Learning to love Washington Weather
written by Charyn Pfeuffer
When you live in the Pacific Northwest, you become fiercely attached to certain things during the winter months. A Norwegian wool blanket, felt slippers, a Netflix subscription and a stupidly expensive raincoat for your dog—all things that comfort and warm.
Washington winters are not for the faint of heart. It’s not the rain that’ll get you. Despite its reputation, Seattle gets less rainfall than every major city on the eastern seaboard. It’s the never-ending stretches of gray and legitimate vitamin D deficiency that’ll spark the winter blues.
During the winter, Washingtonians adopt the “3:30 rule.” Meaning, if you haven’t walked the dog or done outdoor tasks by 3:30 p.m., you’re going to be doing it in the dark. Or in my case, by the beam of a Petzl headlamp—my nerdy must-have accessory.
Still, the sharp swings of light and dark cycles are cause for pause and reflection.
If you’re new to the Pacific Northwest, the lack of daylight can make for a tough adjustment.

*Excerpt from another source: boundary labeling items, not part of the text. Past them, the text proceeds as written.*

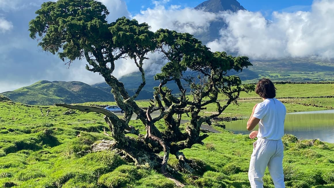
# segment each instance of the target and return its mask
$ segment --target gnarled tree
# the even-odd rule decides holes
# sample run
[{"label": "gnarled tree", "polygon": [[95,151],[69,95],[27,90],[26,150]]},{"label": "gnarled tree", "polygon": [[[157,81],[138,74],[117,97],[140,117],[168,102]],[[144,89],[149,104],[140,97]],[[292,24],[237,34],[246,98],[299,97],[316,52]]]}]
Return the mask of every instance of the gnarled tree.
[{"label": "gnarled tree", "polygon": [[[154,32],[147,24],[139,23],[135,20],[123,17],[108,23],[106,18],[109,13],[100,2],[47,2],[43,3],[36,13],[36,17],[29,23],[30,37],[38,37],[38,45],[43,50],[57,54],[69,66],[75,60],[85,59],[87,70],[103,77],[112,88],[116,102],[125,113],[121,118],[100,108],[57,105],[105,114],[115,141],[113,148],[123,151],[136,164],[148,164],[159,169],[168,177],[172,178],[166,171],[169,154],[175,155],[191,172],[188,165],[190,161],[180,151],[195,144],[203,144],[202,140],[208,135],[200,134],[202,124],[211,124],[212,118],[221,114],[231,103],[236,102],[240,92],[254,89],[253,86],[242,85],[238,77],[228,75],[230,70],[241,71],[251,66],[246,57],[212,53],[188,33],[163,29]],[[143,66],[150,52],[160,53],[167,63],[155,77],[160,84],[155,88],[152,105],[144,110],[135,100],[145,84]],[[113,75],[115,63],[123,59],[132,60],[141,73],[142,81],[133,96],[130,95],[123,83]],[[166,86],[170,82],[177,85],[179,96],[172,94]],[[191,100],[186,95],[189,93]],[[227,96],[223,104],[217,100],[219,95]],[[206,106],[212,103],[216,105],[216,112],[200,115]],[[157,110],[160,111],[159,115],[151,117],[152,112]],[[191,120],[182,131],[180,126],[186,113],[190,114]],[[146,127],[145,135],[131,126],[135,114]],[[165,123],[163,130],[155,126],[160,120]],[[127,136],[129,133],[138,136]],[[159,155],[161,152],[163,156]]]}]

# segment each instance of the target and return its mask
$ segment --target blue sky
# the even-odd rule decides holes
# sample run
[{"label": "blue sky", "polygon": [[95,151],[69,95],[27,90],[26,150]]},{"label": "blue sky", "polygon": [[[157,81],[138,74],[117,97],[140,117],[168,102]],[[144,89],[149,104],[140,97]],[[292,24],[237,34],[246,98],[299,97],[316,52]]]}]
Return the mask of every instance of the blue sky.
[{"label": "blue sky", "polygon": [[[203,0],[170,0],[167,5],[179,5],[181,7],[194,7],[203,2]],[[266,17],[270,17],[274,11],[293,12],[309,11],[312,0],[239,0],[245,8],[253,12],[260,11]],[[133,15],[141,10],[153,8],[154,5],[149,0],[126,0],[128,9]]]},{"label": "blue sky", "polygon": [[[153,31],[164,28],[205,36],[211,23],[222,19],[227,27],[217,28],[215,38],[204,44],[213,51],[258,60],[334,58],[334,0],[239,0],[248,11],[218,13],[191,8],[204,0],[157,0],[158,6],[152,0],[98,0],[110,12],[109,21],[125,16],[148,23]],[[86,70],[85,61],[76,61],[67,69],[56,56],[41,51],[37,41],[29,37],[28,23],[40,5],[49,1],[56,0],[0,0],[0,93],[41,80],[90,84],[103,81],[98,74]],[[150,55],[145,65],[159,71],[158,55]],[[115,76],[135,71],[131,60],[118,63]]]}]

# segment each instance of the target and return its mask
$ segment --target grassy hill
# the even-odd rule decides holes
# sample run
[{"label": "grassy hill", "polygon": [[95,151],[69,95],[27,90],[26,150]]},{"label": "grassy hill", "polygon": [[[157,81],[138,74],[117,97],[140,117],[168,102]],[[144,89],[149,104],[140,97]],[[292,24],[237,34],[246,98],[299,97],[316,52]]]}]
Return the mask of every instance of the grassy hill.
[{"label": "grassy hill", "polygon": [[[280,95],[293,95],[296,97],[284,99],[288,111],[320,110],[334,106],[332,98],[301,97],[333,95],[333,84],[277,86]],[[294,93],[292,89],[298,91]],[[260,100],[253,93],[242,97],[239,106],[230,105],[224,112],[249,114],[254,103]],[[310,100],[314,99],[316,100]],[[84,156],[76,154],[89,150],[98,140],[112,139],[103,134],[104,129],[108,131],[108,126],[103,115],[77,111],[66,115],[64,113],[67,109],[63,108],[29,107],[6,100],[0,102],[0,187],[174,187],[172,182],[155,170],[134,166],[112,151]],[[140,101],[138,104],[145,107],[148,103]],[[303,104],[309,103],[327,107]],[[86,103],[90,104],[114,103]],[[42,116],[40,108],[44,112],[49,110],[48,115],[44,113]],[[206,112],[215,110],[213,107],[208,108]],[[164,124],[163,121],[157,123]],[[130,124],[145,134],[145,127],[139,120],[132,120]],[[173,175],[187,188],[249,187],[247,171],[254,140],[247,135],[234,134],[213,126],[221,132],[209,133],[210,136],[203,140],[204,145],[195,145],[192,149],[182,151],[187,157],[197,161],[199,168],[196,173]],[[293,136],[285,136],[283,165],[287,187],[334,187],[334,144],[311,141],[297,141]],[[175,157],[170,157],[170,168],[177,169]],[[265,187],[274,187],[268,171],[264,180]]]}]

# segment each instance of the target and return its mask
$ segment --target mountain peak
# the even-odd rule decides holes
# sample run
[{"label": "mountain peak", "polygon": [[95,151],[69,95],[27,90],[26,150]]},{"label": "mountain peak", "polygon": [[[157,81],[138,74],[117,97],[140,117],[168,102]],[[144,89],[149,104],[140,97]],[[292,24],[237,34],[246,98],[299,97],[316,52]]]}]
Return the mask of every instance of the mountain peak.
[{"label": "mountain peak", "polygon": [[236,0],[208,0],[199,4],[195,9],[211,12],[226,10],[235,12],[239,10],[246,10]]}]

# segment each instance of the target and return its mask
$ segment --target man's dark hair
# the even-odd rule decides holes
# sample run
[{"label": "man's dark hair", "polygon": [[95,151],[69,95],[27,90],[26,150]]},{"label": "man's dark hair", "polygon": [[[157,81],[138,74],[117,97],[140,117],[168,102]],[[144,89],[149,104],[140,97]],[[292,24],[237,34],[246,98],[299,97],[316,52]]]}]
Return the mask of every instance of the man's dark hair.
[{"label": "man's dark hair", "polygon": [[255,93],[263,98],[272,99],[276,96],[276,88],[269,79],[262,78],[256,85]]}]

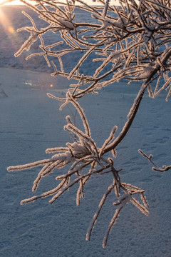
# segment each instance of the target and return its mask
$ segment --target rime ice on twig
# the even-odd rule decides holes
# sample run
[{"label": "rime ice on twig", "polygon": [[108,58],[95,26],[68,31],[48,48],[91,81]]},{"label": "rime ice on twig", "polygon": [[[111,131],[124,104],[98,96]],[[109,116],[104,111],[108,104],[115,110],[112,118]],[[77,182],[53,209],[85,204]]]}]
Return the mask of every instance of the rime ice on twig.
[{"label": "rime ice on twig", "polygon": [[[36,4],[33,0],[21,0],[36,11],[46,25],[42,25],[38,29],[33,19],[24,12],[32,26],[18,30],[28,31],[30,36],[15,56],[29,50],[37,39],[40,39],[41,51],[30,54],[26,60],[35,56],[43,56],[48,66],[52,65],[54,69],[52,76],[60,75],[76,81],[71,84],[65,98],[48,95],[62,102],[60,109],[68,103],[73,104],[80,115],[84,131],[76,126],[76,123],[67,116],[64,129],[72,136],[73,142],[68,142],[64,147],[46,149],[47,153],[56,153],[48,159],[10,166],[8,171],[43,166],[33,182],[32,191],[35,191],[43,178],[56,168],[61,171],[65,168],[63,173],[56,178],[56,181],[59,181],[56,188],[23,200],[21,204],[50,196],[52,196],[50,203],[53,203],[71,187],[78,184],[76,204],[79,205],[81,198],[84,197],[85,185],[89,178],[98,174],[110,173],[113,183],[102,197],[86,236],[89,240],[102,208],[108,195],[113,191],[118,198],[114,203],[117,208],[103,241],[103,247],[105,247],[111,229],[125,204],[131,202],[145,215],[149,213],[145,191],[122,182],[119,175],[122,169],[116,170],[113,159],[104,156],[110,153],[116,158],[116,148],[129,131],[146,91],[150,97],[155,98],[164,89],[167,90],[166,101],[171,95],[171,3],[167,0],[144,0],[138,4],[134,0],[120,0],[120,6],[115,6],[110,5],[109,0],[99,1],[100,6],[89,6],[83,0],[76,2],[63,0],[62,8],[56,0],[36,0]],[[76,9],[88,14],[91,17],[90,21],[79,21]],[[49,32],[57,36],[57,41],[51,44],[44,37],[44,34]],[[60,36],[60,40],[58,36]],[[68,58],[68,54],[71,56],[70,59],[72,57],[74,59],[75,56],[78,59],[76,64],[71,61],[68,69],[66,69],[63,61]],[[86,69],[82,69],[88,60],[91,67],[90,73],[87,72]],[[118,128],[114,126],[109,137],[104,141],[101,148],[98,148],[91,136],[88,120],[78,100],[87,94],[97,94],[102,87],[121,79],[127,80],[128,84],[132,81],[138,82],[137,96],[119,135],[114,138]],[[139,88],[140,81],[142,84]],[[154,165],[154,171],[164,172],[171,168],[171,166],[158,167],[152,161],[152,155],[147,156],[141,150],[139,151]],[[140,196],[142,203],[134,197],[135,195]]]},{"label": "rime ice on twig", "polygon": [[169,165],[169,166],[163,165],[163,166],[162,168],[160,168],[157,165],[156,165],[154,163],[154,161],[152,161],[152,158],[153,157],[153,156],[152,154],[150,154],[150,156],[147,156],[147,154],[145,154],[141,149],[139,149],[138,151],[140,153],[141,153],[143,157],[148,159],[148,161],[152,165],[154,165],[154,167],[152,168],[152,171],[159,171],[159,172],[165,172],[171,168],[171,165]]}]

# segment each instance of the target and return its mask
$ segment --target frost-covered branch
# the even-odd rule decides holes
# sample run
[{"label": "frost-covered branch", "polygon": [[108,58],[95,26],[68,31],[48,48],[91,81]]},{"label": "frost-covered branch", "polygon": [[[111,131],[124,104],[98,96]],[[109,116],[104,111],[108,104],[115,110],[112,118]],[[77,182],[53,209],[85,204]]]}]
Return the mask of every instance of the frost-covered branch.
[{"label": "frost-covered branch", "polygon": [[141,149],[138,149],[138,151],[140,154],[142,155],[143,157],[148,159],[148,161],[152,165],[154,165],[154,167],[152,168],[152,171],[159,171],[159,172],[165,172],[165,171],[169,171],[171,168],[171,165],[169,165],[169,166],[163,165],[162,168],[160,168],[157,164],[155,164],[155,163],[153,161],[152,161],[152,158],[153,157],[153,156],[152,154],[150,154],[150,156],[148,156]]},{"label": "frost-covered branch", "polygon": [[[36,4],[35,4],[36,1]],[[32,191],[36,191],[42,178],[50,173],[60,170],[56,179],[56,188],[21,201],[21,203],[33,202],[40,198],[52,196],[50,203],[76,185],[78,185],[76,204],[84,197],[85,186],[92,176],[107,173],[112,175],[112,182],[103,193],[97,211],[88,229],[86,239],[90,240],[94,225],[108,196],[114,192],[118,199],[116,206],[105,236],[103,247],[107,244],[108,236],[125,204],[132,203],[145,215],[148,215],[148,203],[145,191],[137,186],[122,181],[120,171],[115,168],[116,148],[124,139],[135,117],[146,91],[150,97],[155,98],[167,90],[166,101],[171,94],[171,4],[167,0],[120,0],[120,6],[110,4],[110,1],[98,0],[100,5],[90,5],[86,1],[78,0],[21,0],[35,11],[42,21],[40,28],[31,15],[23,14],[31,23],[31,26],[22,27],[19,32],[30,34],[16,56],[24,51],[29,51],[33,44],[41,41],[39,50],[28,52],[26,60],[33,56],[43,58],[54,72],[52,76],[62,76],[74,79],[63,98],[48,94],[60,101],[60,109],[71,103],[80,115],[83,130],[76,126],[69,116],[64,130],[72,136],[73,141],[65,146],[46,149],[52,157],[17,166],[9,166],[9,171],[33,168],[42,166],[33,182]],[[79,12],[86,13],[88,21],[79,17]],[[44,22],[46,21],[46,22]],[[55,35],[54,37],[53,36]],[[54,41],[49,42],[49,37]],[[75,60],[75,57],[77,58]],[[69,64],[68,65],[68,62]],[[87,69],[86,64],[90,69]],[[97,146],[91,136],[90,128],[78,100],[86,94],[98,94],[109,84],[123,80],[138,82],[137,96],[128,110],[126,121],[115,137],[116,125],[113,126],[102,146]],[[170,166],[159,168],[141,150],[156,171],[164,172]],[[113,158],[109,157],[111,153]],[[134,196],[140,196],[142,203]]]}]

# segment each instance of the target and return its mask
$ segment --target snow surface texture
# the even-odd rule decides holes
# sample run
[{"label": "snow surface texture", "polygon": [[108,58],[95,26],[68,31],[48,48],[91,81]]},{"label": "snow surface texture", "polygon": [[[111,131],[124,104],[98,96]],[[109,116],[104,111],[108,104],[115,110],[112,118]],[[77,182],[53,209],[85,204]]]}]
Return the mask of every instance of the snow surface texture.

The gray days take a toll on even the toughest of psyches. Seasonal Affective Disorder (SAD), a form of depression linked to sunlight deprivation, is a real condition. It’s not uncommon to swap vitamin D level results from your most recent test with a stranger and share tips on how to combat deficiencies. It’s a bizarre thread that connects us.
Yet, we somehow manage to cope and survive. And maybe self-medicate at times too—there’s a reason why most Seattle bars offer happy hour twice daily. Bourbon is my harsh weather balm.
During the scant hours of daylight, we get outdoors whether for a quick run, walk or to hit the nearby slopes. Projects that can be done during evening hours get pushed until the sun goes down. We dress for the weather, which is fashion-speak for wearing copious amounts of waterproof layers, most likely bought at REI. We consume all the hot foods and beverages—coffee, hot cocoa, pho, you name it. Some turn to the balanced spectrum light solace of a light box until the real thing returns. A mid-winter jaunt to tropical climes—“It’s always summer somewhere else!”—is one of my coping tools.
Winter solstice marks the shortest day of the year—ticking in at just eight hours and twenty-five minutes. Summer solstice, June 21, nearly doubles it, just shy of sixteen hours of daylight.
On December 21, we begin our ascent from the proverbial basement and crawl back toward the light. Although I’ve developed solid winter survival skills, knowing sun, warmth and light approach drastically improves my behavior, temperament and general outlook on life. A gal can only handle so many Crock-Pot dinners.
Why do we do it? Because Seattle summers are so sweet. Seriously. When the rest of the country is sweltering, we experience the best weather in the whole world. Where else can you sit on your deck and sip rosé into an endless stretch of dusk at 10 p.m.?
When I think about growing up in Philadelphia and every hot-as-hell humid summer, I soldier through with renewed resolve. The months of gray are totally worth it. I wouldn’t trade living in Washington for anywhere else in the world.